DSİ: DERE YATAĞINA MÜDAHALEDE BULUNULMAMIŞTIR
DSİ Genel Müdürlüğü’nden konuyla ilgili yapılan yazılı açıklamada ise, Kaptanpaşa Köyü’ndeki yapılan uygulamanın taşkın kontrol projesinin ihalesinin muhtevasında yer aldığı ve sonradan ilave edilmediği belirtildi. Açıklamada şu ifadelere yer verildi:
“Bölgede yaptığımız taşkın kontrol çalışmamız 107 metre uzunluğunda olup 4,5 metre yüksekliğindedir. Yapılan taşkın kontrol duvarıyla 1 adet konut ile ayrıca 3 adet parsel taşkınlardan korunmuştur. Ayrıca bahse konu yerde yapılan dolgu çalışmaları alan kazandırmak ve çevre düzenlemesi maksatlı değil, tamamen proje gereği duvar arkasında kazı neticesinde oluşan boşlukların doldurulmasından ibarettir. Duvar arkası dolguların yapılması teknik olarak duvarın güvenliği için gerekli bir çalışmadır.

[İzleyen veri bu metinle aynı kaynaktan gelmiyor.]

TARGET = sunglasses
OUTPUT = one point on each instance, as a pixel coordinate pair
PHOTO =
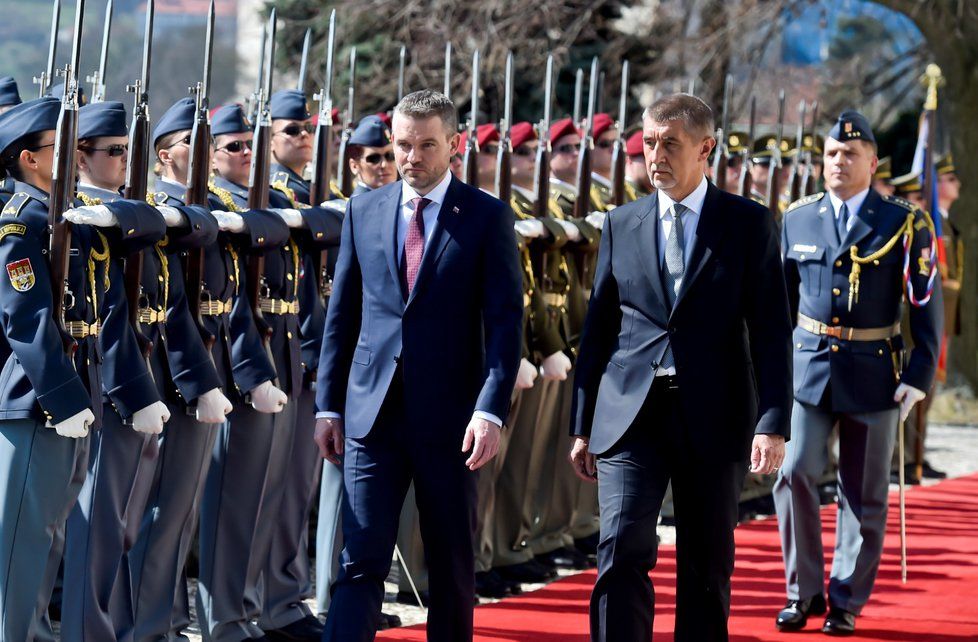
(296, 129)
(235, 146)
(377, 157)
(111, 150)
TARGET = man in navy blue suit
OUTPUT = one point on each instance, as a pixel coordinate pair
(419, 360)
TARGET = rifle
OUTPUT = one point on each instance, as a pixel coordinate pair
(301, 84)
(504, 172)
(63, 185)
(470, 158)
(137, 171)
(322, 147)
(745, 177)
(98, 77)
(344, 177)
(795, 182)
(197, 178)
(44, 80)
(773, 179)
(618, 152)
(261, 158)
(722, 153)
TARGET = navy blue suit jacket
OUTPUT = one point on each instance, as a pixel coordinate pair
(456, 340)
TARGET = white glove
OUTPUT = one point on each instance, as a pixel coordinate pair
(75, 426)
(97, 215)
(212, 407)
(525, 375)
(530, 228)
(596, 219)
(573, 233)
(291, 217)
(150, 420)
(228, 221)
(265, 397)
(907, 396)
(172, 216)
(555, 367)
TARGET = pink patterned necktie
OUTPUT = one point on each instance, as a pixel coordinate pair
(413, 245)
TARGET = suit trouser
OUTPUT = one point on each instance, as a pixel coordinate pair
(377, 472)
(865, 443)
(287, 579)
(237, 514)
(102, 528)
(42, 476)
(632, 479)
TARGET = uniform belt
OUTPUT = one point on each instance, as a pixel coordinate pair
(82, 330)
(848, 334)
(278, 306)
(149, 315)
(215, 308)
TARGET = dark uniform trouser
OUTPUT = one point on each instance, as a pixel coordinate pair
(42, 476)
(102, 528)
(287, 579)
(865, 443)
(632, 479)
(236, 523)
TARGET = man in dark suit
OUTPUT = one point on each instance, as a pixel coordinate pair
(685, 359)
(419, 359)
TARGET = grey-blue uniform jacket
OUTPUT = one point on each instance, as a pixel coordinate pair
(860, 376)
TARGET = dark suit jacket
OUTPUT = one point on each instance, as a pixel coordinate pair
(456, 340)
(729, 329)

Bölgede yapılan taşkın kontrol duvarı 500 yıllık taşkın tekerrür debisine göre hesaplanmış olup, projesinde 10 metre olması gereken yatak genişliği uygulamada 13 metre bırakılmıştır. Yapılan ıslah çalışması ile dere yatağına müdahalede bulunulmamıştır. Bu durum bölgenin eski uydu ve ortofoto haritalarında da görülmektedir. Taşkın kontrol çalışmalarının gayesi vatandaşlara ve kamuya ait konut ve arazileri taşkınlardan korumak olup, bu çalışmalar yapılırken kişinin diline, dinine, yaptığı işe ve bulunduğu göreve göre ayırım yapılmamaktadır.”
Bilindiği gibi Senoz Vadisi’nde 3 ay önce meydana gelen sel ve heyelanlar sonrası karayolu ile köy yolları tahrip olmuş, yüzlerce ev toprak kayması sonucu risk altında kalmış, vatandaşlar istinat duvarlarının yapımı için başvuruda bulunmuştu.